Nuria sintetiza, un centro de estudiantes permite “manifestar un problema, traer una queja y proponer formas de resolverlo, ser propositivos y comprometerse con la palabra, porque la palabra vale”. “Reclamo y propongo” subraya. Queda la tarea: los profes y el Maxi, el dire, pasarán por los cursos a explicar cómo elegir delegados para que esa representación los exprese. Ya es hora del almuerzo, hay que traer las mesas de las aulas para disfrutar del asado, con ensaladas y pan casero.

El profesor Gabriel Rud es hijo de productores de la zona.


Gabriel, la historia de un profe rural

Gabriel Rud, el profe de ciencias agropecuarias, es hijo de un pequeño productor de San Antonio. De chico recorría 12 kilómetros por día, a caballo, para llegar la escuela. El secundario lo completó en una agrotécnica de la que lo separaban “8 kilómetros de camino de tierra, más 8 de asfalto”. El terciario lo pudo mantener por una beca “y trabajando en la charca, en cultivos anuales: yerba, tabaco, mandioca, maíz”.

Gabriel nunca quiso “esa vida” porque “es muy sacrificada” comparte. Busca “desde esta escuela, crear un modelo productivo que contenga a los colonos.
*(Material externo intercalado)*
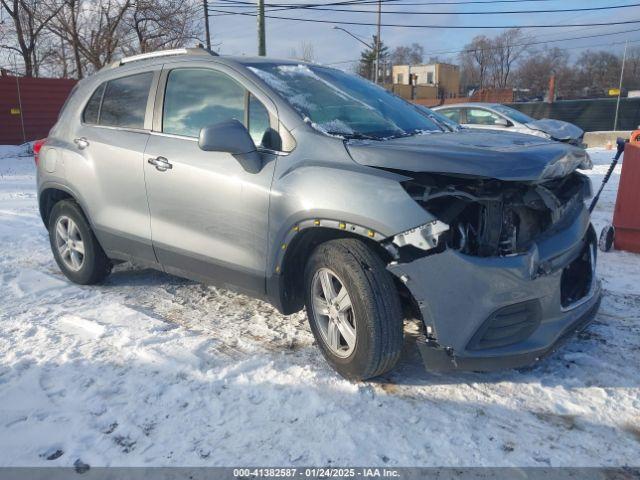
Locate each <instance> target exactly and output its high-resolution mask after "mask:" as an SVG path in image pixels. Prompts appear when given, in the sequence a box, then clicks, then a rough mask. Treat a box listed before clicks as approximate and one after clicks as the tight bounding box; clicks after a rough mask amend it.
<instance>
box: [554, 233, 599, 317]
mask: <svg viewBox="0 0 640 480" xmlns="http://www.w3.org/2000/svg"><path fill="white" fill-rule="evenodd" d="M594 249H595V247H594V245H593V243H592V242H586V244H585V247H584V249H583V250H582V253H581V254H580V256H579V257H578V258H576V259H575V260H574V261H573V262H571V263H570V264H569V265H568V266H567V267H565V268H564V270H563V271H562V277H561V279H560V303H561V305H562V308H564V309H569V308H571V307H572V306H574V305H575V304H576V303H578V302H580V300H582V299H584V298H585V297H586V296H587V295H589V293H590V292H591V288H592V286H593V282H594V275H595V272H594V267H595V258H594V257H595V253H594Z"/></svg>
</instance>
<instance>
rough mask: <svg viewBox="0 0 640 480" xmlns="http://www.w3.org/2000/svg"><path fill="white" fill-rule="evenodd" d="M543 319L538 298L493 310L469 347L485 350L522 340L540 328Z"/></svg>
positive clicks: (530, 334) (478, 331) (506, 344)
mask: <svg viewBox="0 0 640 480" xmlns="http://www.w3.org/2000/svg"><path fill="white" fill-rule="evenodd" d="M541 319H542V307H541V306H540V302H539V301H538V300H529V301H526V302H522V303H516V304H514V305H509V306H507V307H503V308H501V309H499V310H496V311H495V312H493V313H492V314H491V316H490V317H489V318H488V319H487V320H486V321H485V322H484V323H483V324H482V326H481V327H480V328H479V329H478V331H477V332H476V333H475V335H474V336H473V338H472V339H471V341H470V342H469V344H468V345H467V349H468V350H483V349H487V348H498V347H504V346H507V345H512V344H514V343H518V342H521V341H523V340H525V339H526V338H528V337H529V335H531V334H532V333H533V332H534V330H535V329H536V328H538V325H540V321H541Z"/></svg>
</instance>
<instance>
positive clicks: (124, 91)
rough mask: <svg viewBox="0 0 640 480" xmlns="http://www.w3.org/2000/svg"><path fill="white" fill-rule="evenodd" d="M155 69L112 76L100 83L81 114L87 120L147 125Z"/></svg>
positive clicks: (103, 121) (124, 124)
mask: <svg viewBox="0 0 640 480" xmlns="http://www.w3.org/2000/svg"><path fill="white" fill-rule="evenodd" d="M152 79H153V72H145V73H140V74H137V75H131V76H128V77H123V78H117V79H115V80H110V81H108V82H106V83H103V84H102V85H100V86H99V87H98V88H97V89H96V91H95V92H93V95H91V98H90V99H89V102H88V103H87V106H86V107H85V109H84V112H83V114H82V119H83V120H84V122H85V123H90V124H97V125H106V126H109V127H123V128H144V115H145V112H146V110H147V99H148V98H149V89H150V88H151V81H152Z"/></svg>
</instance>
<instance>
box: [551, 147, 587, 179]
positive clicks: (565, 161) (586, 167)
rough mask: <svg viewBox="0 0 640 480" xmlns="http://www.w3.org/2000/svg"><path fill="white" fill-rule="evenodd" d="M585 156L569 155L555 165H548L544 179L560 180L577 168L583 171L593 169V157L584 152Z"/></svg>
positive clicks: (559, 160)
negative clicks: (562, 177)
mask: <svg viewBox="0 0 640 480" xmlns="http://www.w3.org/2000/svg"><path fill="white" fill-rule="evenodd" d="M583 154H584V156H577V155H574V154H568V155H565V156H564V157H562V158H561V159H560V160H558V161H557V162H555V163H552V164H550V165H547V166H546V167H545V168H544V170H543V171H542V178H560V177H566V176H567V175H569V174H570V173H571V172H573V171H574V170H575V169H576V168H579V169H581V170H589V169H591V168H592V167H593V162H592V161H591V157H589V154H588V153H587V152H583Z"/></svg>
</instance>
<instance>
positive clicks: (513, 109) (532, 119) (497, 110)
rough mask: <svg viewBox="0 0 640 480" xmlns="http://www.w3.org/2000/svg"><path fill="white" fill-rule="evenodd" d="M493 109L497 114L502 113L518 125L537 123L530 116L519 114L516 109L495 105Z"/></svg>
mask: <svg viewBox="0 0 640 480" xmlns="http://www.w3.org/2000/svg"><path fill="white" fill-rule="evenodd" d="M493 109H494V110H495V111H496V112H498V113H501V114H503V115H506V116H507V117H509V118H511V119H512V120H515V121H516V122H518V123H531V122H535V119H533V118H531V117H530V116H529V115H525V114H524V113H522V112H519V111H518V110H516V109H515V108H511V107H505V106H504V105H495V106H494V107H493Z"/></svg>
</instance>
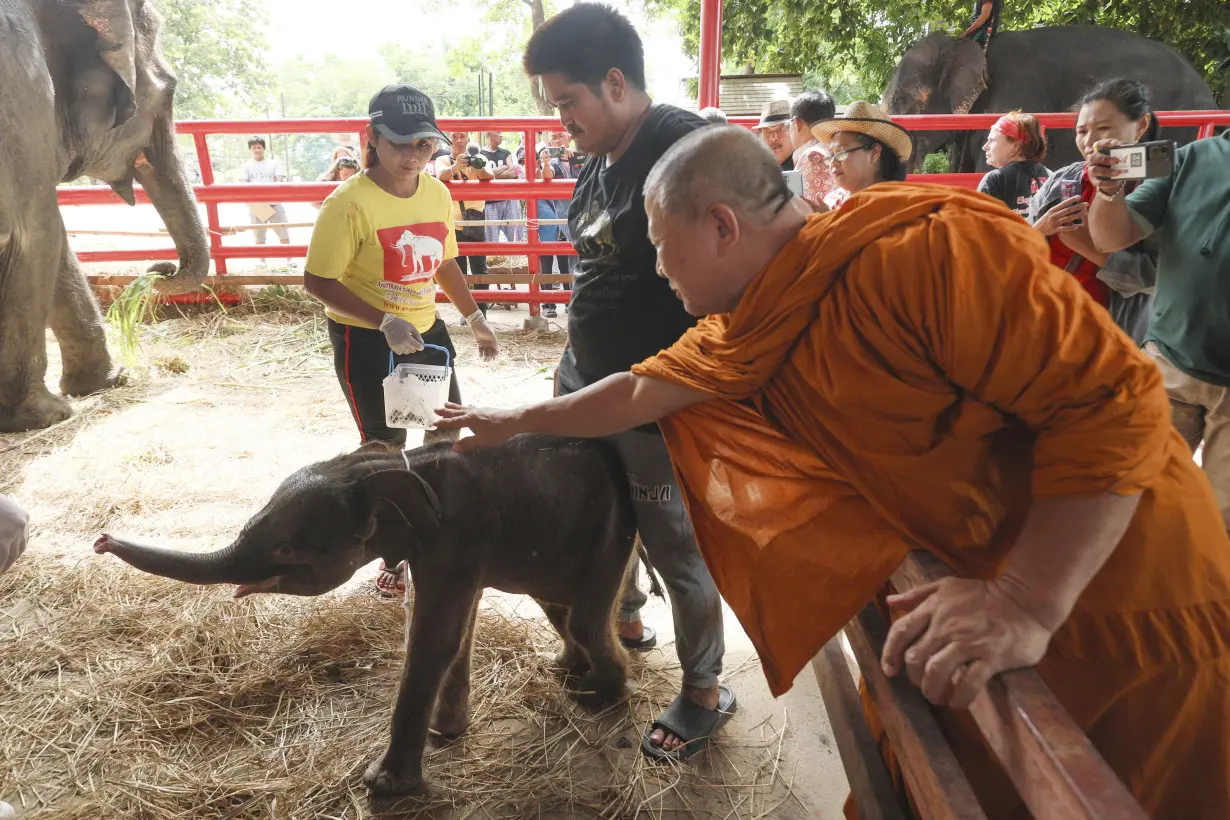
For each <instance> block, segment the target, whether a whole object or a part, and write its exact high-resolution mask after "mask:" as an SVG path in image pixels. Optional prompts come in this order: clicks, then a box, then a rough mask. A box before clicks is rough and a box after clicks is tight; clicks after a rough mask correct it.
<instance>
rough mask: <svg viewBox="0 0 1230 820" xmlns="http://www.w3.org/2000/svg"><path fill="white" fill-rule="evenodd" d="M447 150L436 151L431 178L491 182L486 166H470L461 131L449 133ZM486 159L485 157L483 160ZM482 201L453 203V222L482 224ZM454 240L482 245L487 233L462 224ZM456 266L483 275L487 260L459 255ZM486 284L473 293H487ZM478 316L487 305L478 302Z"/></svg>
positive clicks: (488, 173) (468, 135)
mask: <svg viewBox="0 0 1230 820" xmlns="http://www.w3.org/2000/svg"><path fill="white" fill-rule="evenodd" d="M449 143H450V145H451V149H453V150H451V151H448V152H446V154H444V155H439V152H437V160H435V177H437V178H438V179H440V181H442V182H449V181H456V182H461V181H466V179H494V178H496V177H494V175H493V173H492V172H491V171H488V170H487V168H486V167H483V168H476V167H474V166H472V165H471V164H470V155H469V154H467V152H466V149H467V148H469V146H470V135H469V134H466V133H465V132H453V133H451V134H449ZM485 159H486V157H485ZM486 204H487V203H486V202H483V200H481V199H467V200H464V202H454V203H453V219H454V220H455V221H459V223H460V221H462V220H465V221H482V220H483V219H486ZM456 241H459V242H485V241H487V231H486V230H483V226H482V225H465V226H462V227H458V229H456ZM458 266H460V268H461V273H472V274H474V275H476V277H481V275H486V273H487V257H485V256H459V257H458ZM490 288H491V286H490V285H487V284H476V285H474V286H472V289H474V290H490ZM478 306H480V307H481V310H482V315H483V316H486V315H487V307H488V305H487V304H486V302H480V305H478Z"/></svg>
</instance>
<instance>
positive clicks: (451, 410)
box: [437, 373, 710, 450]
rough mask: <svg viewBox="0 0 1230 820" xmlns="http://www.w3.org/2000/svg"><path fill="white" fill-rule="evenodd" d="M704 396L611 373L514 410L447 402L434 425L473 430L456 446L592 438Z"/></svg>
mask: <svg viewBox="0 0 1230 820" xmlns="http://www.w3.org/2000/svg"><path fill="white" fill-rule="evenodd" d="M707 398H710V396H708V395H707V393H704V392H701V391H697V390H692V388H690V387H683V386H680V385H676V384H674V382H670V381H665V380H663V379H653V377H651V376H638V375H636V374H632V373H617V374H615V375H613V376H608V377H605V379H603V380H601V381H598V382H595V384H593V385H590V386H588V387H585V388H584V390H578V391H577V392H574V393H569V395H567V396H558V397H556V398H551V400H547V401H545V402H539V403H538V404H530V406H528V407H519V408H517V409H508V411H503V409H487V408H480V407H461V406H460V404H448V406H446V407H444V408H443V409H442V411H440V416H442V420H440V422H439V423H438V424H437V427H438V428H439V429H442V430H456V429H460V428H469V429H470V430H471V432H472V433H474V435H472V436H471V438H469V439H462V440H461V441H460V443H459V444H458V449H459V450H467V449H471V447H475V446H492V445H496V444H499V443H501V441H504V440H506V439H508V438H510V436H513V435H519V434H522V433H549V434H552V435H567V436H577V438H582V439H594V438H601V436H604V435H613V434H615V433H621V432H624V430H630V429H633V428H637V427H641V425H642V424H651V423H653V422H657V420H658V419H661V418H665V417H667V416H670V414H672V413H675V412H678V411H681V409H684V408H685V407H689V406H691V404H696V403H700V402H702V401H706V400H707Z"/></svg>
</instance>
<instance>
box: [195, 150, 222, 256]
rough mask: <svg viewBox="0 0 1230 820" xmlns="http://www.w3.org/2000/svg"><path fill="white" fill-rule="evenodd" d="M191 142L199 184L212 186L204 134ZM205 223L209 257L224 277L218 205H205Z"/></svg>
mask: <svg viewBox="0 0 1230 820" xmlns="http://www.w3.org/2000/svg"><path fill="white" fill-rule="evenodd" d="M192 141H193V143H194V144H196V146H197V162H198V164H199V165H200V184H203V186H212V184H214V161H213V160H212V159H210V157H209V143H207V141H205V134H204V132H200V133H197V134H193V135H192ZM205 223H207V225H208V226H209V256H212V257H214V270H216V272H218V275H219V277H225V275H226V257H224V256H223V254H221V253H219V251H221V250H223V223H221V219H220V218H219V216H218V203H216V202H207V203H205Z"/></svg>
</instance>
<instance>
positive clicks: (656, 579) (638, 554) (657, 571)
mask: <svg viewBox="0 0 1230 820" xmlns="http://www.w3.org/2000/svg"><path fill="white" fill-rule="evenodd" d="M636 554H637V556H640V558H641V563H642V564H645V572H646V573H647V574H648V575H649V594H651V595H657V596H658V597H661V599H663V600H665V597H667V593H665V590H663V589H662V581H659V580H658V570H657V569H654V568H653V564H652V563H651V562H649V553H648V552H647V551H646V548H645V541H641V536H636Z"/></svg>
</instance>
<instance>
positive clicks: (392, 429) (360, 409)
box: [328, 317, 461, 446]
mask: <svg viewBox="0 0 1230 820" xmlns="http://www.w3.org/2000/svg"><path fill="white" fill-rule="evenodd" d="M328 341H330V343H331V344H332V345H333V369H335V370H336V371H337V381H338V384H341V385H342V392H343V393H344V395H346V403H347V404H349V406H351V414H352V416H354V423H355V424H358V425H359V440H360V441H373V440H375V441H389V443H390V444H396V445H397V446H406V430H405V429H402V428H396V427H389V425H386V424H385V423H384V380H385V376H387V375H389V354H390V353H391V350H390V349H389V343H387V342H386V341H385V337H384V333H381V332H380V331H371V329H368V328H365V327H353V326H351V325H342V323H341V322H335V321H333V320H328ZM423 342H426V343H427V344H435V345H438V347H442V348H444V349H445V350H448V352H449V363H450V364H451V365H453V374H451V377H450V380H449V401H450V402H456V403H459V404H460V403H461V390H460V388H459V387H458V370H456V355H458V354H456V350H455V349H454V348H453V339H451V338H450V337H449V329H448V327H446V326H445V325H444V320H442V318H439V317H437V320H435V323H434V325H432V328H431V329H429V331H427V332H426V333H423ZM394 361H395V363H396V364H402V363H405V361H410V363H413V364H433V365H444V364H445V361H444V354H443V353H440V352H439V350H433V349H431V348H427V349H426V350H419V352H418V353H411V354H410V355H394Z"/></svg>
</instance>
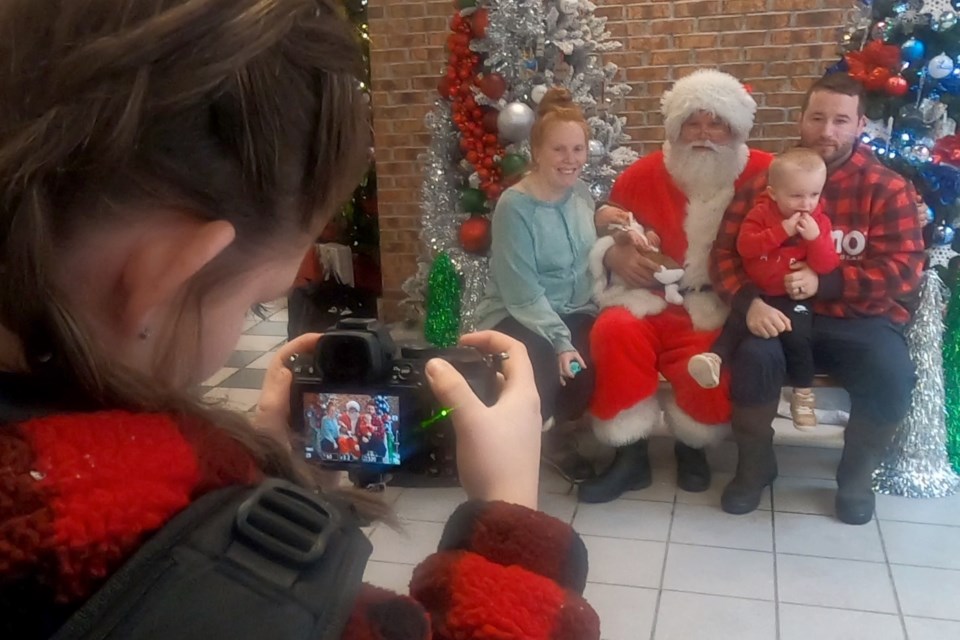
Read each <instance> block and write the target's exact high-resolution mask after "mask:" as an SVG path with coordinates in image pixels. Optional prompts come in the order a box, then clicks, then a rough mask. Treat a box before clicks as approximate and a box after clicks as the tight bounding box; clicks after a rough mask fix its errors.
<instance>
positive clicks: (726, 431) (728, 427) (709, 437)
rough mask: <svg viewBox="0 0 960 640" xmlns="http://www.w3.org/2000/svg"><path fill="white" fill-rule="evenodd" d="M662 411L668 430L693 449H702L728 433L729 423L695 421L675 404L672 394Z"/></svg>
mask: <svg viewBox="0 0 960 640" xmlns="http://www.w3.org/2000/svg"><path fill="white" fill-rule="evenodd" d="M663 413H664V418H665V421H666V423H667V426H668V427H670V431H672V432H673V435H674V436H676V438H677V440H679V441H680V442H682V443H684V444H685V445H687V446H688V447H693V448H694V449H702V448H703V447H706V446H709V445H713V444H716V443H718V442H721V441H722V440H723V439H724V438H726V437H727V436H728V435H730V425H729V424H727V423H723V424H704V423H702V422H697V421H696V420H694V419H693V418H691V417H690V416H689V414H687V413H686V412H685V411H684V410H683V409H681V408H680V407H679V406H678V405H677V401H676V399H675V398H674V397H673V396H672V395H671V396H670V397H669V398H668V399H667V403H666V406H665V407H664V409H663Z"/></svg>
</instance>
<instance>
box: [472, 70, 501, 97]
mask: <svg viewBox="0 0 960 640" xmlns="http://www.w3.org/2000/svg"><path fill="white" fill-rule="evenodd" d="M477 86H478V87H479V88H480V91H482V92H483V95H485V96H487V97H488V98H490V99H491V100H499V99H500V98H502V97H503V94H505V93H506V92H507V81H506V80H504V79H503V76H501V75H500V74H499V73H488V74H486V75H484V76H483V77H482V78H480V80H479V81H478V82H477Z"/></svg>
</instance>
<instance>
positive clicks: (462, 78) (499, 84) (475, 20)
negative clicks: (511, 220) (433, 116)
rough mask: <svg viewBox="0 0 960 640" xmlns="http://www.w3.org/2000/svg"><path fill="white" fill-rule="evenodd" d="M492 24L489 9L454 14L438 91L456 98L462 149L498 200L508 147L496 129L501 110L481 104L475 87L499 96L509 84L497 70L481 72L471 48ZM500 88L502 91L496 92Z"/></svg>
mask: <svg viewBox="0 0 960 640" xmlns="http://www.w3.org/2000/svg"><path fill="white" fill-rule="evenodd" d="M488 24H489V15H488V14H487V11H486V10H485V9H479V10H477V11H475V12H473V13H472V15H470V16H469V17H464V16H463V15H461V14H460V13H457V14H455V15H454V16H453V18H452V19H451V20H450V30H451V32H452V33H450V35H448V36H447V50H448V51H449V53H450V58H449V60H448V62H447V73H446V75H445V76H444V77H443V78H441V80H440V81H439V83H438V85H437V92H438V93H439V94H440V95H441V97H443V98H445V99H448V100H451V102H452V105H451V109H452V113H453V122H454V124H455V125H456V126H457V129H458V130H459V131H460V150H461V152H463V154H464V159H465V160H466V161H467V162H468V163H469V164H470V165H472V168H473V169H474V170H475V171H476V173H477V175H478V176H479V177H480V189H481V190H482V191H483V192H484V194H485V195H486V196H487V198H488V199H489V200H496V199H497V198H499V197H500V194H501V193H502V192H503V186H502V184H501V182H502V174H501V172H500V169H499V164H498V162H497V159H499V158H502V157H503V156H504V154H505V150H504V148H503V146H502V145H501V144H500V141H499V138H498V136H497V132H496V129H495V125H496V114H497V111H496V110H495V109H491V108H489V107H484V106H482V105H478V104H477V101H476V100H475V99H474V88H476V89H478V90H480V91H481V92H482V93H483V94H484V95H486V96H487V97H490V98H491V99H494V100H496V99H499V98H500V97H501V96H502V95H503V94H504V93H505V92H506V88H507V87H506V82H505V81H504V80H503V78H502V77H500V76H499V75H497V74H486V75H484V76H478V69H479V67H480V57H479V56H478V55H477V54H476V53H474V52H473V51H471V50H470V42H471V41H472V40H473V39H475V38H482V37H484V35H485V34H486V29H487V25H488ZM498 90H499V95H496V94H497V92H498ZM494 95H496V97H494ZM491 112H492V114H493V115H490V114H491ZM491 120H492V125H491ZM492 127H494V128H493V130H491V128H492Z"/></svg>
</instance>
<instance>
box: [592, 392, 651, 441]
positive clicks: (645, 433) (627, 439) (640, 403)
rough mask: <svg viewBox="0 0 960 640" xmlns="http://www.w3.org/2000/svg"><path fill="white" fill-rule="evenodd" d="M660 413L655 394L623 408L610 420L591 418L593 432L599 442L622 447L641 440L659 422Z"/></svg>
mask: <svg viewBox="0 0 960 640" xmlns="http://www.w3.org/2000/svg"><path fill="white" fill-rule="evenodd" d="M661 418H662V413H661V411H660V403H659V402H658V401H657V396H656V394H654V395H652V396H650V397H649V398H645V399H643V400H641V401H640V402H638V403H637V404H635V405H633V406H632V407H630V408H629V409H624V410H623V411H621V412H620V413H618V414H617V415H616V416H614V417H613V418H611V419H610V420H600V419H599V418H597V417H596V416H594V418H593V434H594V435H595V436H596V438H597V440H599V441H600V442H601V443H603V444H606V445H609V446H611V447H623V446H626V445H628V444H633V443H634V442H636V441H637V440H642V439H643V438H646V437H647V436H649V435H650V432H651V431H653V430H654V428H655V427H656V426H657V425H658V424H659V423H660V420H661Z"/></svg>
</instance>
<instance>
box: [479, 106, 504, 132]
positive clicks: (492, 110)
mask: <svg viewBox="0 0 960 640" xmlns="http://www.w3.org/2000/svg"><path fill="white" fill-rule="evenodd" d="M499 115H500V112H499V111H497V110H496V109H492V108H488V109H486V110H485V111H484V112H483V118H482V120H481V121H482V122H483V130H484V131H486V132H487V133H492V134H494V135H495V134H496V133H497V131H498V129H497V117H498V116H499Z"/></svg>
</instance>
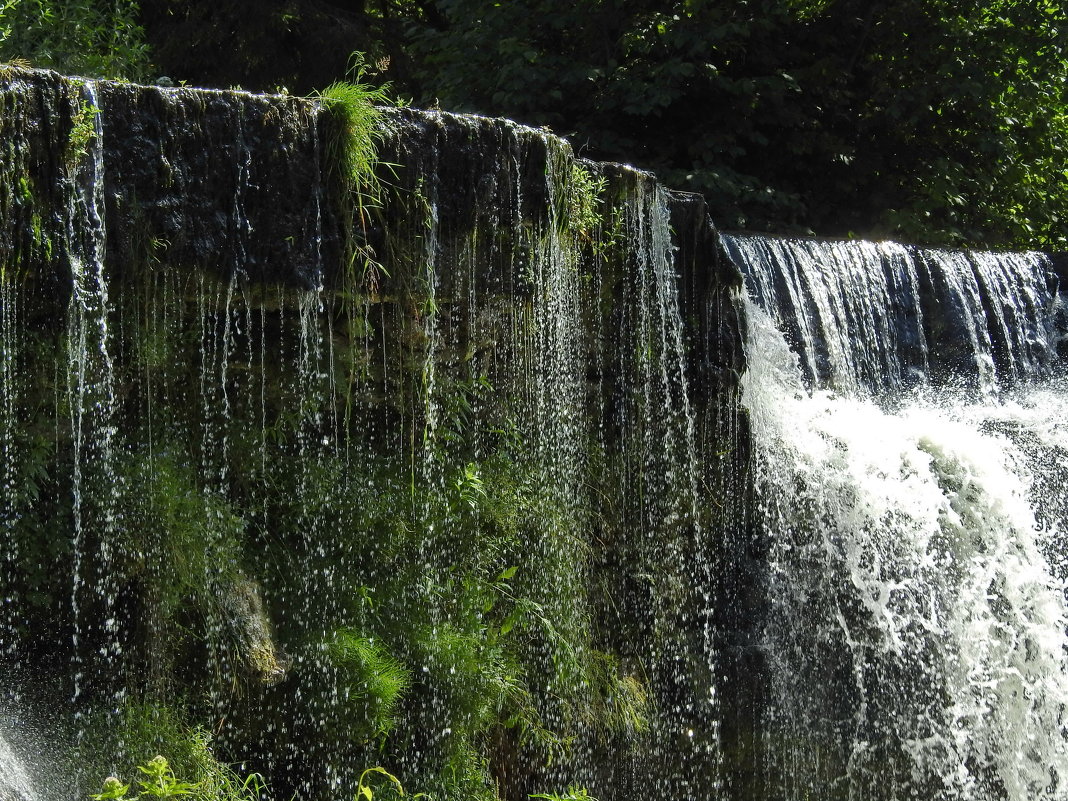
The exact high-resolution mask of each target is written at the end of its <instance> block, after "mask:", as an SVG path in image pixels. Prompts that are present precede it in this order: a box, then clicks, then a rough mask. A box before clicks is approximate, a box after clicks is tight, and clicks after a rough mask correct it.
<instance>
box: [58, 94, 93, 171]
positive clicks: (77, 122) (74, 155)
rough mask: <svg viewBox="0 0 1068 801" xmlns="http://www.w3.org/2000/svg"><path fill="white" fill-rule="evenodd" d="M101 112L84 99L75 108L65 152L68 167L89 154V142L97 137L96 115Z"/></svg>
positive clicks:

Por ser parte de este equipo puedo ayudar a mis padres que siguen en la chacra. Ayudarlos a producir mejor y a que no abandonen la chacra. Porque tienen 50 años y parecen mucho mayores, se les nota en la cara la vida dura que llevaron, el trabajo rural, la crianza de los hijos”. Para Gabriel la escuela es un proyecto de vida. Compartirlo con los estudiantes le permite transmitir su experiencia "transformada en conocimiento".